The odds in favour of a person hitting a target are 3 to 5.\nThe odds against another person hitting the same target are 3 to 2.\nEach of them fires once at the target independently.\nWhat is the probability that both of them hit the target?

Introduction / Context:
This question checks your understanding of odds, conversion of odds into probabilities, and the multiplication rule for independent events. Two people shoot at the same target under different odds conditions, and you must find the probability that both shots are successful.

Given Data / Assumptions:

• Odds in favour of the first shooter hitting the target are 3 to 5.
• Odds against the second shooter hitting the target are 3 to 2.
• Each shooter fires exactly once.
• The events of their hits are independent.
• We want the probability that both shooters hit the target.

Concept / Approach:
For odds in favour a : b, the probability of success is a / (a + b). For odds against a : b, the probability of success is b / (a + b), because a corresponds to failure and b corresponds to success. Once we find the individual probabilities of hitting, we use the multiplication rule: P(both hit) = P(first hits) * P(second hits)

Step-by-Step Solution:
For the first shooter, odds in favour are 3 : 5. Probability first shooter hits = 3 / (3 + 5) = 3 / 8. For the second shooter, odds against are 3 : 2. So probability second shooter hits = 2 / (3 + 2) = 2 / 5. Now, P(both hit) = (3 / 8) * (2 / 5) = 6 / 40. Simplify 6 / 40 = 3 / 20. Thus, the probability that both shooters hit the target is 3/20.
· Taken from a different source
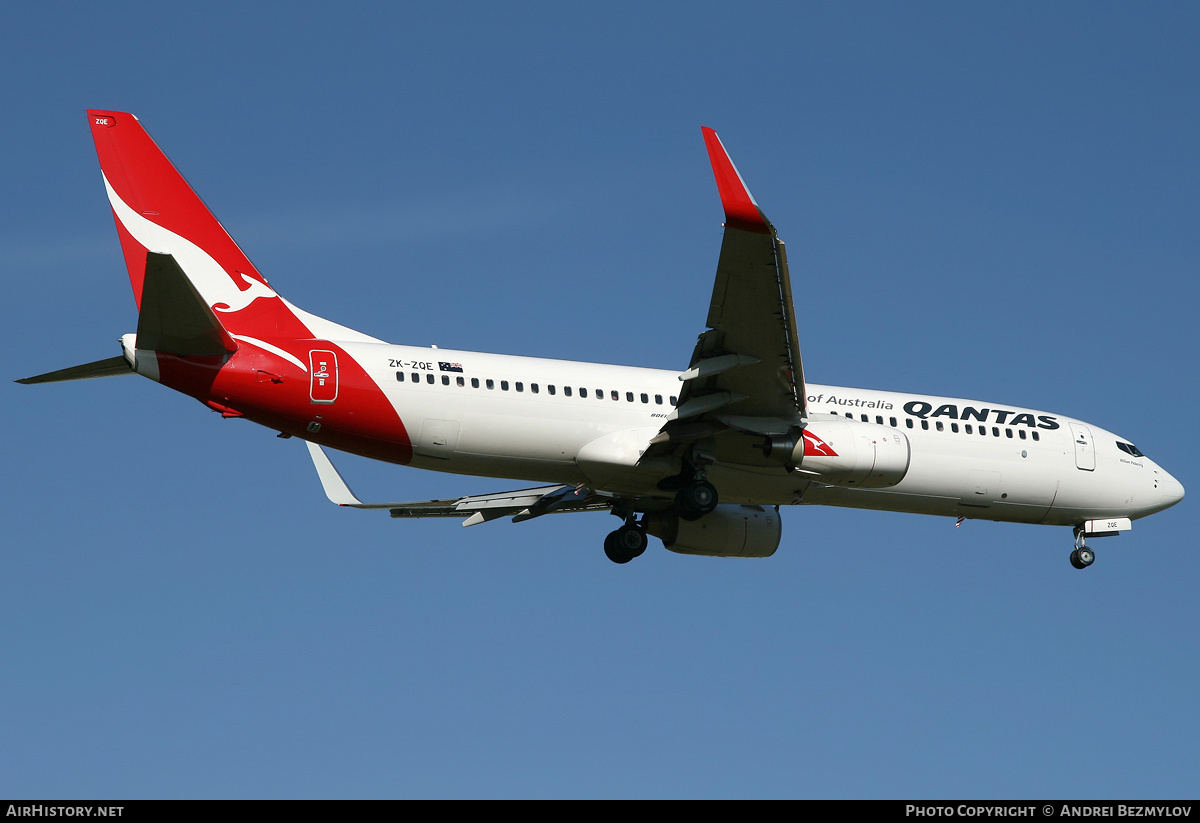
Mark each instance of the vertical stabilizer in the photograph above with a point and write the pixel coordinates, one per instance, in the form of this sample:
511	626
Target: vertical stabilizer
157	214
Verification / Alternative check:
We can verify by converting to decimals. Probability for the first shooter is 0.375, for the second shooter is 0.4. Multiplying gives 0.375 * 0.4 = 0.15. Converting 3/20 to decimal gives 0.15, which is consistent. This confirms that our fraction is correct.

Why Other Options Are Wrong:
Option 1/5 equals 0.2, which is larger than the correct probability of 0.15. Option 1/20 is 0.05 and would require either much smaller odds or dependent events. Option 3/40 is 0.075 and corresponds to halving the correct probability accidentally.

Common Pitfalls:
Typical mistakes include misinterpreting odds in favour or against, reversing success and failure, or adding probabilities instead of multiplying for independent events. Another frequent error is simplifying odds directly as probabilities without dividing by the total of both parts. Always convert odds to probabilities carefully before applying multiplication rules.

Final Answer:
The probability that both people hit the target is 3/20.